MAYBE THE WORST CONTRACT IN THE NBA PLUS DRUNK PROBLEMS LET ME THINK MMMMMMM 


HELL NO:devil:


----------



## Rashidi (Oct 2, 2003)

He's a post presence, something this team lacks. Baker's contract is identical to Penny Hardaway's contract. What's so bad about having another former all-star coming off the bench?


----------



## son of oakley (Dec 24, 2003)

> Baker's contract is identical to Penny Hardaway's contract.


Right, one of the worst in the league.



> What's so bad about having another former all-star coming off the bench?


Come on, I'd rather re-sign McDyess for big money (something I really DON'T recommend), he's got a better shot at recovering.


----------



## Rashidi (Oct 2, 2003)

> Right, one of the worst in the league.


So whats the difference if we add Baker or not? If his contract is as bad as Penny's, and everybody is happy with Penny, is there really a problem?



> Come on, I'd rather re-sign McDyess for big money (something I really DON'T recommend), he's got a better shot at recovering.


Baker so far has outperformed Dyess since his return. Baker is better in the post than McDyess. The game Baker played vs the Knicks earlier in the year (the one where he was schooling Mutombo off the dribble) is better than anything McDyess did while on the Knicks.


----------



## Tapseer (Jun 13, 2002)

Believe me, if Baker was making any type contribution to Boston's cause lately, we wouldn't be having this conversation. Boston would keep him even if he was taking in a fifth intraveneously. But he fell off the wagon and fell off the wagon hard. Why would we put ourselves through the drama? Why should we? I don't see a compelling argument to even continue this thread on the subject, honestly speaking.


----------



## truth (Jul 16, 2002)

"So whats the difference if we add Baker or not? If his contract is as bad as Penny's, and everybody is happy with Penny, is there really a problem?"

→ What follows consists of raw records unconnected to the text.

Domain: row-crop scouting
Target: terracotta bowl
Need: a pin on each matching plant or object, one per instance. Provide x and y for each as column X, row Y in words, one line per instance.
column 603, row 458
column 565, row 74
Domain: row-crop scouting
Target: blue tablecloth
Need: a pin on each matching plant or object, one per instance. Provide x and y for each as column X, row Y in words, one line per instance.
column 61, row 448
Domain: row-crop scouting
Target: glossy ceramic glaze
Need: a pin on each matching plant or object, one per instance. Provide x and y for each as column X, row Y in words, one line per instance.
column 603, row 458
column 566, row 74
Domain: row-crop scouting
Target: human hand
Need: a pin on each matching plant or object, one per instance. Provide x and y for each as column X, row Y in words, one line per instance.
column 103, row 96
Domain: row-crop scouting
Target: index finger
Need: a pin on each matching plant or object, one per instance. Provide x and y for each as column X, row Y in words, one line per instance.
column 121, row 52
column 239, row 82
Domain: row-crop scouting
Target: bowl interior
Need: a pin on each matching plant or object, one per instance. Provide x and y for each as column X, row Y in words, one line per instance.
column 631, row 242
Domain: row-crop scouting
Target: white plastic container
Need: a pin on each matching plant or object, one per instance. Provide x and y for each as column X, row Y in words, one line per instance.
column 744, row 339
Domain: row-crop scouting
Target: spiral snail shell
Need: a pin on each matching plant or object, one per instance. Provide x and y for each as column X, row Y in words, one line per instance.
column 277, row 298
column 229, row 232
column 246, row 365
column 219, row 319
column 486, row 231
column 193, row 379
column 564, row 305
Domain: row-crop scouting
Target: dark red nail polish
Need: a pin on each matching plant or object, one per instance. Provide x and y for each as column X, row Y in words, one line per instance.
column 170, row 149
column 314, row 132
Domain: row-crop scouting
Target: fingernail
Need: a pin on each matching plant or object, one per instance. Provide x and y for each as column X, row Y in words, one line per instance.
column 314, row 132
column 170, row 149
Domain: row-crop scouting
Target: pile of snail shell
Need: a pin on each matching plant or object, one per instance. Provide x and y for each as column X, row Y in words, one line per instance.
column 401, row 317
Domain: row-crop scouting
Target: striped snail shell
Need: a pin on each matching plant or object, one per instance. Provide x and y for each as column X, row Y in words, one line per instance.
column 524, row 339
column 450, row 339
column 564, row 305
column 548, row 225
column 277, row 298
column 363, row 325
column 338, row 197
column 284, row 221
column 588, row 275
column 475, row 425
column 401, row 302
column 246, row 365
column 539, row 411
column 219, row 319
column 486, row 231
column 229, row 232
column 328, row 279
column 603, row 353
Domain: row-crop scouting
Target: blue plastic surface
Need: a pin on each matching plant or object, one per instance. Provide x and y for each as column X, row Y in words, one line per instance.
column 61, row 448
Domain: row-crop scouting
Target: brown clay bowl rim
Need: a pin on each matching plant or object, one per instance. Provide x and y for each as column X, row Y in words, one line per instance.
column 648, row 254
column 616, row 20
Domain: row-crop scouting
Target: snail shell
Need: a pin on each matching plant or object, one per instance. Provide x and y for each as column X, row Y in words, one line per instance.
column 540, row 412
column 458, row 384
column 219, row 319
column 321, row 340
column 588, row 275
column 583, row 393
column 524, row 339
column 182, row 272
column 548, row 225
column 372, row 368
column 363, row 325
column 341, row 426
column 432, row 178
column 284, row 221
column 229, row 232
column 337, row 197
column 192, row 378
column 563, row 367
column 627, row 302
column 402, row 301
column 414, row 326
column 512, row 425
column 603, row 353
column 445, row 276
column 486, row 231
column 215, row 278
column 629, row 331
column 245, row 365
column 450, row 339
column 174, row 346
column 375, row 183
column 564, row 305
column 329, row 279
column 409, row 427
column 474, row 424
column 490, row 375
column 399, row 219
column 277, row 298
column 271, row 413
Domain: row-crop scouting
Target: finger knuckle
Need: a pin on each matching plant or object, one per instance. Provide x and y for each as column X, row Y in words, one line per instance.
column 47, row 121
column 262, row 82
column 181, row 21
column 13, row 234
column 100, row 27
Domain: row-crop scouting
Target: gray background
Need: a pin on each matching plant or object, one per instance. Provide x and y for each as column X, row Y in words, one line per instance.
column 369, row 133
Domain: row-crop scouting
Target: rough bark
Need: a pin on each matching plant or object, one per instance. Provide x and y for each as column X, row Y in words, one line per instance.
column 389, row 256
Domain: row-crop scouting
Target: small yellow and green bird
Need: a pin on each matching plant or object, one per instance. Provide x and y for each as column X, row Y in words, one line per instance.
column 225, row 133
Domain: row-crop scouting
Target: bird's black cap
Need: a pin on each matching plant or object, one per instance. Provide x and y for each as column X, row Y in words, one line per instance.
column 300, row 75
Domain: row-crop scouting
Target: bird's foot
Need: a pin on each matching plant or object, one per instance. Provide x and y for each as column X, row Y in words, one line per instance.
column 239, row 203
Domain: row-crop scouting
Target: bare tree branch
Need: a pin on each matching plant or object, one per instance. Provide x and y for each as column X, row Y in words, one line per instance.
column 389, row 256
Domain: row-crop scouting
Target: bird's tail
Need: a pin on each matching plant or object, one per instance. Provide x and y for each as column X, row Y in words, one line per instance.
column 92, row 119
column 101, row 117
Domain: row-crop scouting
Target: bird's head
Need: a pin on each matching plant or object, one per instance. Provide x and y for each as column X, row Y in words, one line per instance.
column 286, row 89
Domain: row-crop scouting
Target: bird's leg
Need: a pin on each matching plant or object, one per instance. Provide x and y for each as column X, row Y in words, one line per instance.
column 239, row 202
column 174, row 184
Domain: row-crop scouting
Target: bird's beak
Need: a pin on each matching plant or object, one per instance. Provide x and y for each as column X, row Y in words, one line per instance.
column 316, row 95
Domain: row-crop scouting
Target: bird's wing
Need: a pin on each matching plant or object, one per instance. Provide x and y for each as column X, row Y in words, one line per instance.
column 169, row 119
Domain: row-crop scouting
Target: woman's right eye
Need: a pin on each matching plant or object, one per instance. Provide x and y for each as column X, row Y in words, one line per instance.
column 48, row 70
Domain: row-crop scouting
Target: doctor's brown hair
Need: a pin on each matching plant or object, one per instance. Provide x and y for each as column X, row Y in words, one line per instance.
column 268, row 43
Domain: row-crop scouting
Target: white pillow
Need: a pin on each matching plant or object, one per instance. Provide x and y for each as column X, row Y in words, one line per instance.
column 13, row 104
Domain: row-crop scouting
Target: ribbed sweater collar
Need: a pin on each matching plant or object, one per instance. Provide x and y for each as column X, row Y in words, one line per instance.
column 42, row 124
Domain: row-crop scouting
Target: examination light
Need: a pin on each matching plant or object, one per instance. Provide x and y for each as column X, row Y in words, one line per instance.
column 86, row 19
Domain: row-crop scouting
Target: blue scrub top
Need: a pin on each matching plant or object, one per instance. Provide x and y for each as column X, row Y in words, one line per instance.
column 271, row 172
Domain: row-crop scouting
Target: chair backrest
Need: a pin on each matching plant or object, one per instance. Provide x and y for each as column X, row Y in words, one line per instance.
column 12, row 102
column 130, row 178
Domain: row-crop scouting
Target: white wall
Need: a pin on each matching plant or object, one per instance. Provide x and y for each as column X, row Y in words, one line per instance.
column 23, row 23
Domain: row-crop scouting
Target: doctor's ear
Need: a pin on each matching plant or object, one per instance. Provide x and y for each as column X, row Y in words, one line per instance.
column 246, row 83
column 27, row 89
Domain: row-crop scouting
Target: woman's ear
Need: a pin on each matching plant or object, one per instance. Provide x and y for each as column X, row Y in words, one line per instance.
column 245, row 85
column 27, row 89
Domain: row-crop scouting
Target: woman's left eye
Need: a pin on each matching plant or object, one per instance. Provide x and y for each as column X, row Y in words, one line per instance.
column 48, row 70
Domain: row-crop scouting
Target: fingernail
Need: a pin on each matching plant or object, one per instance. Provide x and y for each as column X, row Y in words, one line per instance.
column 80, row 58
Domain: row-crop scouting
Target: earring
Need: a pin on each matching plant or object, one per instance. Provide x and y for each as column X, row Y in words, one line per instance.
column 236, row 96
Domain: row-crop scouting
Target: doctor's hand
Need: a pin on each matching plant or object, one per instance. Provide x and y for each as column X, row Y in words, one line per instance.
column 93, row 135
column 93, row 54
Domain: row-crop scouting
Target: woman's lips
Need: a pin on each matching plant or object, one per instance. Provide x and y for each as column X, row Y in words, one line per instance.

is that the usual sarcasm??is it bitterness over eisly??is it rashidis theory on transitivity???


"Baker so far has outperformed Dyess since his return. Baker is better in the post than McDyess. The game Baker played vs the Knicks earlier in the year (the one where he was schooling Mutombo off the dribble) is better than anything McDyess did while on the Knicks."

I assume you are saying baker is better than Dyss with a bad knee...A healthy Dyss is head and shoulders above baker...Dyss is an unbelievable talent when healthy...Unfortunetly Dyss's athlticism may be a thing of the past..

The real questin regarding baker is if his drinking violates the terms of his contract,making it null and void...Then baker may come verrrry verrrry cheap


----------



## son of oakley (Dec 24, 2003)

And just for the record, I was being sarcastic, I don't want Baker or Dyess. I'm willing to try to reclaim a guys emotions, like sheed, but the odds on Baker are really low, and who knows what Dyess has got.

I'd only be interested if they come on the cheap side of cheap.


----------



## truth (Jul 16, 2002)

speaking of reclaiming emotions,can you believe how out of cintril Eddie Griffin is??That boy needs a serious amount of vvoltage to his frontal lobe


----------



## Rashidi (Oct 2, 2003)

I will note that I don't want Baker as a starting PF. And since Rasheed Wallace will allegedly sign for the mid-level, what is wrong with bringing in Baker to back him up?

C - Mutombo, Thomas
PF - Wallace, Baker
SF - KVH, DMJ
SG - Houston, Penny
PG - Marbury, Norris

Does anybody have a problem with this team?



> Believe me, if Baker was making any type contribution to Boston's cause lately, we wouldn't be having this conversation.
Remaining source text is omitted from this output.